Published: Wed, June 28, 2017
Business | By Max Garcia

Ransomware hits servers across Europe

Ransomware hits servers across Europe

Aram... reports suggest these attacks are similar to the WannaCry ransomware attacks seen last month...

A major ransomware attack on Tuesday hit computers at Russia's biggest oil company, the country's banks, Ukraine's worldwide airport as well as global shipping firm A.P. Moller-Maersk.

The U.S. -based pharmaceutical company Merck also said it was hit.

'Companies are just not doing what they are supposed to do to fix the problem.

WannaCry was the first major attack using tools developed from the NSA's EternalBlue toolkit that were made available to the world following a leak published by Wikileaks.

"It's like WannaCry all over again", said Mikko Hypponen, chief research officer with Helsinki-based cyber security firm F-Secure.

Major firms across Europe have been hit by a massive cyber attack, a media report said.

The malware promises to provide a specialized key to users who pay a ransom of $300 in bitcoins - the same ploy used by the WannaCry ransomware, which affected computers in more than 150 countries. "All businesses should immediately update their Windows operating system with the latest security patches and there are instructions on the ACSC website to do this", he maintained according to Australian Financial Review.

However he described the attacks as a "wake-up call" and said small businesses needed to take urgent action to improve their cyber security.
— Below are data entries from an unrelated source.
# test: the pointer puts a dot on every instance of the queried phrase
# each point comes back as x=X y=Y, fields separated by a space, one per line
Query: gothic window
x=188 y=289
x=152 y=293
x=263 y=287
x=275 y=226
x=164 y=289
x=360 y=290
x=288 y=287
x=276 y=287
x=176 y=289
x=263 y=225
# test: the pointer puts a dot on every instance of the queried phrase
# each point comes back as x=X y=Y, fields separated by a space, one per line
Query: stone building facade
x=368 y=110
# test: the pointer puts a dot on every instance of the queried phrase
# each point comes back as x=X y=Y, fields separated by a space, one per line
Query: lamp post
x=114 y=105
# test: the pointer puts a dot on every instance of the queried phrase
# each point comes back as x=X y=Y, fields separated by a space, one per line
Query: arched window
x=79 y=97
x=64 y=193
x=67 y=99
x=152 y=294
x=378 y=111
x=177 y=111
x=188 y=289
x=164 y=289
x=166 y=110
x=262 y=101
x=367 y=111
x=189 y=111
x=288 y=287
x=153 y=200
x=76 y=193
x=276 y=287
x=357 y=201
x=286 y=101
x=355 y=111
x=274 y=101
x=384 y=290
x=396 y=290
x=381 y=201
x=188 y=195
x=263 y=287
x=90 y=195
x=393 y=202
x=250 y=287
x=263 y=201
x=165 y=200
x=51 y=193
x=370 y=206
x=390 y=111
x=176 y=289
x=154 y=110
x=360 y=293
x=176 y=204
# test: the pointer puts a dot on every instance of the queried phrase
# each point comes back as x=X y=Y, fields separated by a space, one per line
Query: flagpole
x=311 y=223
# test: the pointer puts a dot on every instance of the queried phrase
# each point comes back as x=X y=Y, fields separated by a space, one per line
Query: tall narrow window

The global cyberattack, now spreading from Russian Federation and Ukraine to Europe and the U.S., is "more unsafe and intrusive" than WannaCry - the ransomware that hobbled institutions such as FedEx and Britain's National Health Service, the Singapore Computer Emergency Response Team (SingCERT) said on Wednesday. It advised victims not to pay the extortion, saying that doing so does not guarantee access will be restored. But, security experts have said that Petya might not have a kill switch, which means that it might be harder to stop.

The attack targeted around 2,000 computers in around a dozen countries including the UK, US, France and Germany.
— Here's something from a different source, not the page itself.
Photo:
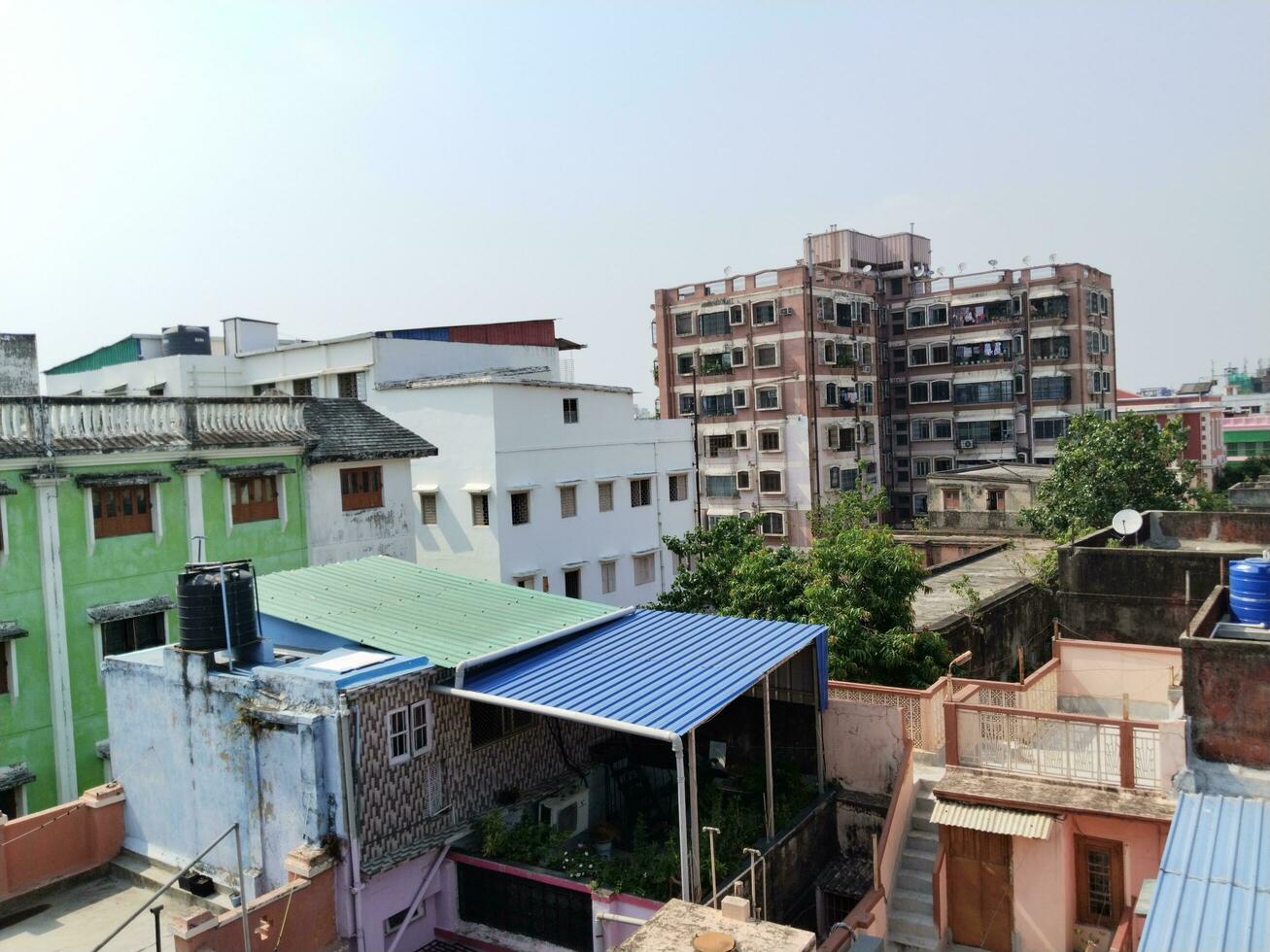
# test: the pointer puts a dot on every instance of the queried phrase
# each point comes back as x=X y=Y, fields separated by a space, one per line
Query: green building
x=103 y=501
It came as Russian oil giant Rosneft said its servers had suffered a "powerful" cyberattack.

Ukrainian Deputy Prime Minister Pavlo Rozenko said the government's computer network went down and the central bank reported disruption to operations at banks and firms including the state power distributor. Perhaps you are busy looking for a way to recover your files, but don't waste your time.

The number of companies and agencies reportedly affected by the ransomware campaign was piling up fast, and the electronic rampage appeared to be rapidly snowballing into a real-world world crisis.

Hutchins added: "Unlike most ransomware, Petya encrypts after reboot so if you're infected the files will not be encrypted until the machine is rebooted (the malware sets a schedule task to automatically reboot after 1h, but you can simply shut down before then to prevent encryption if you know you're infected)".

The threat does not have "a known, viable external spreading mechanism - such as the Internet", so "it is possible that some infections may be associated with software update systems for a Ukrainian tax accounting package called MeDoc", according to Williams.